Centrada exclusivamente en una década de amistad, Fourteen hace un ensayo sobre estas distintas instancias de los vínculos. El film aborda la relación entre Mara (Tallie Medel) y Jo (Norma Kuhling), dos amigas que desde la infancia tienen una relación íntima aunque desbalanceada. Ya desde lo fisonómico y expresivo no podrían ser más distintas: Mara es morocha, petisa, regordeta, y todo lo que dice parece salir de vagos hálitos que pasan por su laringe como pidiendo permiso; Jo es rubia, altísima y espontánea, y cada palabra que sale de su boca es tan cortante como un desenvaine de katana.

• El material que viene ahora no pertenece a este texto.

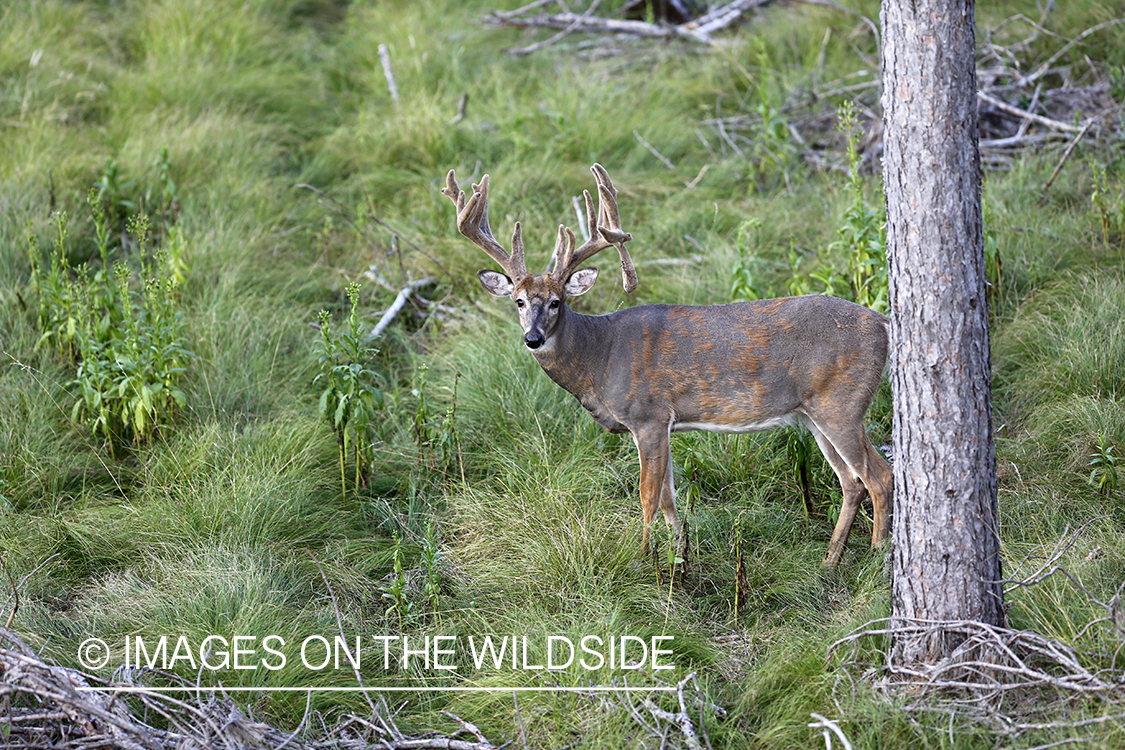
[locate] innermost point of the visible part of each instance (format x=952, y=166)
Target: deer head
x=540, y=298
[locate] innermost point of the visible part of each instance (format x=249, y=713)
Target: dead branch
x=399, y=303
x=54, y=707
x=828, y=728
x=1068, y=99
x=700, y=30
x=388, y=73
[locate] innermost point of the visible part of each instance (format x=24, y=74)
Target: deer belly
x=737, y=426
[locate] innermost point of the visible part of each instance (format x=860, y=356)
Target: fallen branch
x=828, y=728
x=396, y=307
x=56, y=707
x=700, y=30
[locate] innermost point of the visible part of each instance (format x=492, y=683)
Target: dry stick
x=389, y=74
x=720, y=18
x=1067, y=153
x=546, y=43
x=827, y=724
x=1051, y=61
x=15, y=594
x=461, y=107
x=519, y=717
x=520, y=11
x=398, y=305
x=1054, y=125
x=469, y=726
x=653, y=151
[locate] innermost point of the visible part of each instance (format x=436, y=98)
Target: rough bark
x=946, y=562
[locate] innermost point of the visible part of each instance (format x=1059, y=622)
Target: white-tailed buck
x=657, y=369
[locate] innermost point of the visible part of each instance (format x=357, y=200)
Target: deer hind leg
x=861, y=470
x=656, y=487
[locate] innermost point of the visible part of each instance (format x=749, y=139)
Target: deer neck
x=574, y=351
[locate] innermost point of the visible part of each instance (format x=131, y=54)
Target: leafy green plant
x=128, y=343
x=349, y=398
x=1104, y=466
x=993, y=265
x=394, y=592
x=863, y=237
x=1110, y=211
x=744, y=283
x=119, y=198
x=432, y=561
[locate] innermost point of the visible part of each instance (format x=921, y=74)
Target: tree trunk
x=946, y=563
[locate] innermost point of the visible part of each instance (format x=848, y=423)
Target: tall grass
x=213, y=527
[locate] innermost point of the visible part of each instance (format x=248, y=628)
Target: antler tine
x=604, y=232
x=561, y=259
x=473, y=223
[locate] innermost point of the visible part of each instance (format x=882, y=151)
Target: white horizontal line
x=205, y=688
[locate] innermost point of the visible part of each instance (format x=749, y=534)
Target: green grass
x=216, y=526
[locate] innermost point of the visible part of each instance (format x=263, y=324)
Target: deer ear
x=581, y=281
x=495, y=283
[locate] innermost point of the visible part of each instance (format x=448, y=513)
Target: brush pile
x=50, y=707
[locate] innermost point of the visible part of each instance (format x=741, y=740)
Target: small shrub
x=863, y=237
x=128, y=344
x=349, y=398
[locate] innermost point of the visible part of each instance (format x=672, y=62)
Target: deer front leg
x=656, y=488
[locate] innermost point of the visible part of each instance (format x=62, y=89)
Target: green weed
x=350, y=401
x=129, y=344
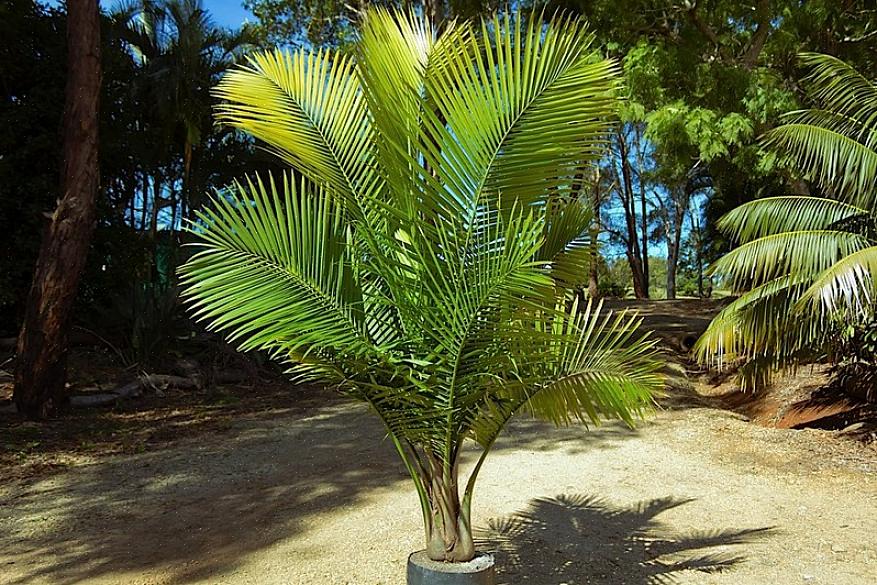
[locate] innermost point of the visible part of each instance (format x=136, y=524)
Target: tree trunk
x=41, y=370
x=593, y=272
x=674, y=240
x=634, y=258
x=449, y=528
x=644, y=218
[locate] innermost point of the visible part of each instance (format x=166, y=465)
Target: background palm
x=423, y=253
x=806, y=264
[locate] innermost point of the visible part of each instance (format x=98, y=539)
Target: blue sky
x=228, y=13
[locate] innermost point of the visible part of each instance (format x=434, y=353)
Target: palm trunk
x=449, y=526
x=41, y=370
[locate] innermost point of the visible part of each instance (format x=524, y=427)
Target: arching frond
x=839, y=87
x=310, y=110
x=272, y=271
x=847, y=286
x=804, y=254
x=775, y=215
x=839, y=164
x=519, y=108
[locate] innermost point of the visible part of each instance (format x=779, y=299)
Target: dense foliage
x=160, y=155
x=426, y=261
x=805, y=267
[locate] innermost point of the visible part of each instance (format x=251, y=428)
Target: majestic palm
x=806, y=264
x=183, y=52
x=419, y=257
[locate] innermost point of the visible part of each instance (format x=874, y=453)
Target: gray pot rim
x=483, y=562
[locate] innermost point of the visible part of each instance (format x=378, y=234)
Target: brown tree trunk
x=450, y=525
x=640, y=286
x=674, y=240
x=644, y=217
x=593, y=272
x=41, y=369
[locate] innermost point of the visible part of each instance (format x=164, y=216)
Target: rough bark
x=634, y=256
x=593, y=272
x=450, y=526
x=675, y=219
x=41, y=368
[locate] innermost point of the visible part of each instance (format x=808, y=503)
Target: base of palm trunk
x=424, y=571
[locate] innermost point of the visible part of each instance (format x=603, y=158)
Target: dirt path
x=321, y=499
x=694, y=496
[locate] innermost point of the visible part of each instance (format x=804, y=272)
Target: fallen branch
x=156, y=382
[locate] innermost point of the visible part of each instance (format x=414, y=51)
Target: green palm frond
x=775, y=215
x=426, y=263
x=848, y=285
x=309, y=109
x=603, y=368
x=526, y=110
x=838, y=163
x=805, y=264
x=272, y=270
x=840, y=88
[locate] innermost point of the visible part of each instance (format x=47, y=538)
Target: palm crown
x=806, y=264
x=423, y=253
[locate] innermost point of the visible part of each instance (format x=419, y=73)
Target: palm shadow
x=196, y=511
x=583, y=539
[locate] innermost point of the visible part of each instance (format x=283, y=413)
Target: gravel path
x=693, y=496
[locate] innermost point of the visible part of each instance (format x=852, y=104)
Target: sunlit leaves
x=425, y=264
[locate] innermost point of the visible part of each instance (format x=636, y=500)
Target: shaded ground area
x=279, y=486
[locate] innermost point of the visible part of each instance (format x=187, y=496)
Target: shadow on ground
x=582, y=539
x=197, y=510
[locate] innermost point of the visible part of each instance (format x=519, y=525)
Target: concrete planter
x=424, y=571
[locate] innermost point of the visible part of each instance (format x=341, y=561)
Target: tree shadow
x=195, y=511
x=583, y=539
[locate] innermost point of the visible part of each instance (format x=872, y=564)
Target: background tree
x=40, y=373
x=806, y=263
x=423, y=264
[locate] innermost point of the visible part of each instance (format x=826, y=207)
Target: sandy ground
x=695, y=495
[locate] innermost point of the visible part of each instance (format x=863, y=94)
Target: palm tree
x=418, y=257
x=806, y=263
x=182, y=53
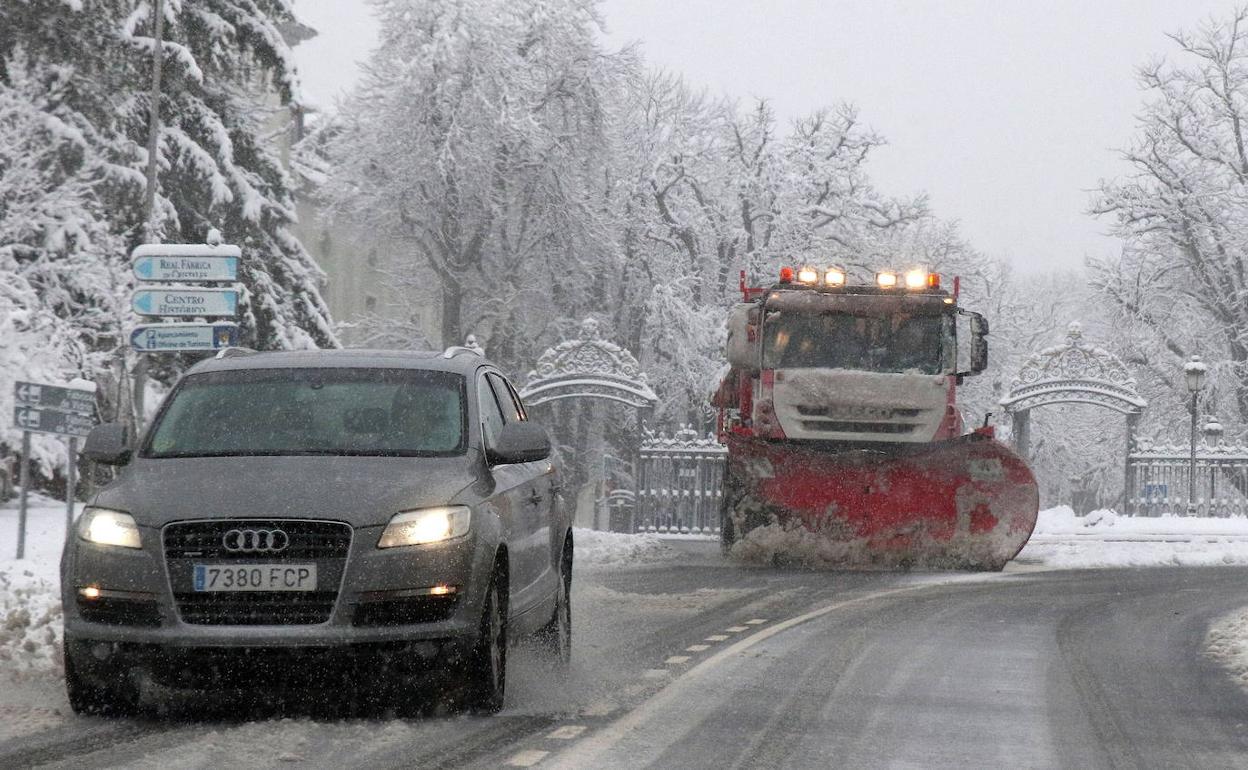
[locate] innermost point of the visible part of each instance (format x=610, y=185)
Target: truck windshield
x=899, y=342
x=293, y=412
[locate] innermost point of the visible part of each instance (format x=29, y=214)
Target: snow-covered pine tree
x=74, y=109
x=59, y=301
x=227, y=74
x=229, y=77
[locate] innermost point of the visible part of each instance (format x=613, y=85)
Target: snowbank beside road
x=30, y=602
x=1102, y=538
x=595, y=548
x=1227, y=643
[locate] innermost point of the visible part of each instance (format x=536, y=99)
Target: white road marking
x=527, y=759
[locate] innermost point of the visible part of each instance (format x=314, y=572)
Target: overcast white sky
x=1005, y=111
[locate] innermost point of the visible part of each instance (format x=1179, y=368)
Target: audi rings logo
x=255, y=540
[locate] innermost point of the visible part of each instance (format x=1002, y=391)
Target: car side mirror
x=107, y=444
x=519, y=442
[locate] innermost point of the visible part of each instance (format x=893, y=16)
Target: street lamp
x=1193, y=371
x=1213, y=432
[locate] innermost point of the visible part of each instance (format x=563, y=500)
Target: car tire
x=555, y=635
x=117, y=699
x=487, y=664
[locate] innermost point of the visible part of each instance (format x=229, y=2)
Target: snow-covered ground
x=30, y=612
x=1065, y=540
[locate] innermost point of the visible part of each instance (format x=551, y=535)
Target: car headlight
x=426, y=526
x=105, y=527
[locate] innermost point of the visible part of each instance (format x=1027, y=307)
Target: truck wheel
x=116, y=699
x=555, y=635
x=487, y=664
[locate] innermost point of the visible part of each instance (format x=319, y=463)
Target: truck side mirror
x=743, y=351
x=972, y=346
x=979, y=343
x=107, y=444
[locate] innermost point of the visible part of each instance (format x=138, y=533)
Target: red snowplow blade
x=967, y=503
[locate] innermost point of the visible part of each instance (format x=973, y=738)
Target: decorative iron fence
x=1158, y=477
x=680, y=483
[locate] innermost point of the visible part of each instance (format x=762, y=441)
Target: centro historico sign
x=181, y=301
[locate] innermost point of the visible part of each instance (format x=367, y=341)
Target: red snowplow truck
x=845, y=444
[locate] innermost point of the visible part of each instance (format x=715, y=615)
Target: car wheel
x=487, y=665
x=555, y=635
x=86, y=698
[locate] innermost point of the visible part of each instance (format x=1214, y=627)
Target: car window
x=332, y=411
x=507, y=398
x=491, y=414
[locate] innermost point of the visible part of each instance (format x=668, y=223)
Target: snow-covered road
x=683, y=659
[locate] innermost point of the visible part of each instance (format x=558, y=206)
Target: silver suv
x=311, y=517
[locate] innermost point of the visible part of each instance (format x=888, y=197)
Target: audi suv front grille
x=307, y=539
x=217, y=542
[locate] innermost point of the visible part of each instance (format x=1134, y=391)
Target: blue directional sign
x=40, y=396
x=186, y=301
x=171, y=267
x=184, y=337
x=60, y=423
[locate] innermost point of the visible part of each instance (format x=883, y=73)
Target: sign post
x=70, y=486
x=25, y=489
x=60, y=411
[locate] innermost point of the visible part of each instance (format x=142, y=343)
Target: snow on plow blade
x=967, y=503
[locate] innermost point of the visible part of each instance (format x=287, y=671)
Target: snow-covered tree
x=74, y=115
x=1181, y=285
x=476, y=146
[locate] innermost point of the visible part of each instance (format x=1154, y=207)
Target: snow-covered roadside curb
x=1227, y=644
x=1063, y=540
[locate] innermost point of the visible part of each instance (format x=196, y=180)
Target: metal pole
x=137, y=388
x=1191, y=471
x=70, y=486
x=154, y=120
x=25, y=489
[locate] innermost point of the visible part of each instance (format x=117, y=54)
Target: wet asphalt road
x=705, y=664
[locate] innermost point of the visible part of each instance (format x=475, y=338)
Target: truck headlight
x=426, y=526
x=105, y=527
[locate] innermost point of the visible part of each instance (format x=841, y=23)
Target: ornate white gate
x=1075, y=372
x=588, y=367
x=592, y=367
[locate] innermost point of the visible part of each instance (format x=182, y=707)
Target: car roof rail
x=456, y=350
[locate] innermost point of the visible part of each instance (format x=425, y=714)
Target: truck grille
x=189, y=543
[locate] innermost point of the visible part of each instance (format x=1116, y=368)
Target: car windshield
x=897, y=342
x=293, y=412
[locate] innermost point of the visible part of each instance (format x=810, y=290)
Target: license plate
x=255, y=577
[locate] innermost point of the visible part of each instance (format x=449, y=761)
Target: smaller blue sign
x=184, y=337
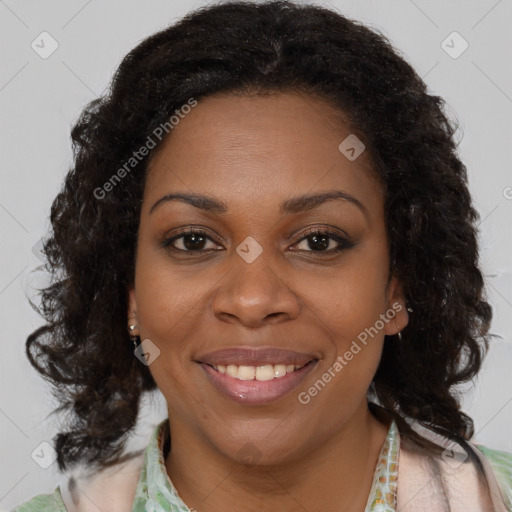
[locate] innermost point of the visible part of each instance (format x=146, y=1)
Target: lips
x=243, y=356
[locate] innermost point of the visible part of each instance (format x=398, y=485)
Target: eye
x=190, y=240
x=323, y=241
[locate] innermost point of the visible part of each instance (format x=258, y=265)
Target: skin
x=254, y=152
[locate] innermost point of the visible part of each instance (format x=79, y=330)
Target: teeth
x=261, y=373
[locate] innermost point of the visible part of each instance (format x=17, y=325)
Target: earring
x=133, y=331
x=399, y=333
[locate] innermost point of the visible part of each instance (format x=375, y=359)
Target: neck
x=337, y=475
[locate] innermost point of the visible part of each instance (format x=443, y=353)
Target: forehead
x=248, y=146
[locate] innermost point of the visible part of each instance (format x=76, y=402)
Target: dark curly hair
x=238, y=47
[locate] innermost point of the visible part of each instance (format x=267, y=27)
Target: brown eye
x=319, y=241
x=191, y=240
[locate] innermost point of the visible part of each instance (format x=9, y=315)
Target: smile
x=256, y=385
x=261, y=373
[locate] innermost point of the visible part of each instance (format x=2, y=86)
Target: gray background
x=41, y=98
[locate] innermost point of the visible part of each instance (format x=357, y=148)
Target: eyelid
x=343, y=240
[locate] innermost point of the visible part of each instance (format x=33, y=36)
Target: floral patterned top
x=155, y=491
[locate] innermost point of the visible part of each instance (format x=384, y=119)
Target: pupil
x=319, y=242
x=196, y=241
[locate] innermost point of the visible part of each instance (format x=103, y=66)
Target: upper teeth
x=266, y=372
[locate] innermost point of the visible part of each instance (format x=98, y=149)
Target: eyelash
x=344, y=243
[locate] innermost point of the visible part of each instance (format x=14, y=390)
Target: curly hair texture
x=239, y=47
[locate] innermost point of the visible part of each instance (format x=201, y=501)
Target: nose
x=256, y=293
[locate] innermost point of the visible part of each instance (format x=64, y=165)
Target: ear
x=396, y=304
x=132, y=303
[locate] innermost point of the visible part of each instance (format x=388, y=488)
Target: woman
x=268, y=204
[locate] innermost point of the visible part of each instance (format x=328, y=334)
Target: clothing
x=426, y=482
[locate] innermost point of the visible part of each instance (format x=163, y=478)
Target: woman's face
x=260, y=278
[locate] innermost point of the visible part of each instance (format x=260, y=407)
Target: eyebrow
x=290, y=206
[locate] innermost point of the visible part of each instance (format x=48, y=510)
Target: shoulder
x=501, y=464
x=43, y=503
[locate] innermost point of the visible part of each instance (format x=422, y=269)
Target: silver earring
x=133, y=332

Mara es la figura que sostiene y la que acude al rescate ante cada uno de los problemas en los que se mete su amiga, pero Jo tiene un brillo seductor que permite que la más apocada del binomio pueda vivir sus aventuras.

Un momento intrascendente pero diáfano de esta división de poderes se produce cuando uno de los tantos novios de Mara (la película contempla varios años de amistad, y una de las pistas para calibrar la magnitud de las elipsis es la existencia de chicos que forman o dejan de formar parte de las vidas de ellas) le comenta que, aunque Jo le parece linda, no le atrae en lo más mínimo. Mara se sorprende tanto por el comentario de su pareja que se queda observando a su amiga con detenimiento de entomólogo, sin entender cómo alguien es capaz de ver algo no tan impresionante detrás el halo que encandila su mirada.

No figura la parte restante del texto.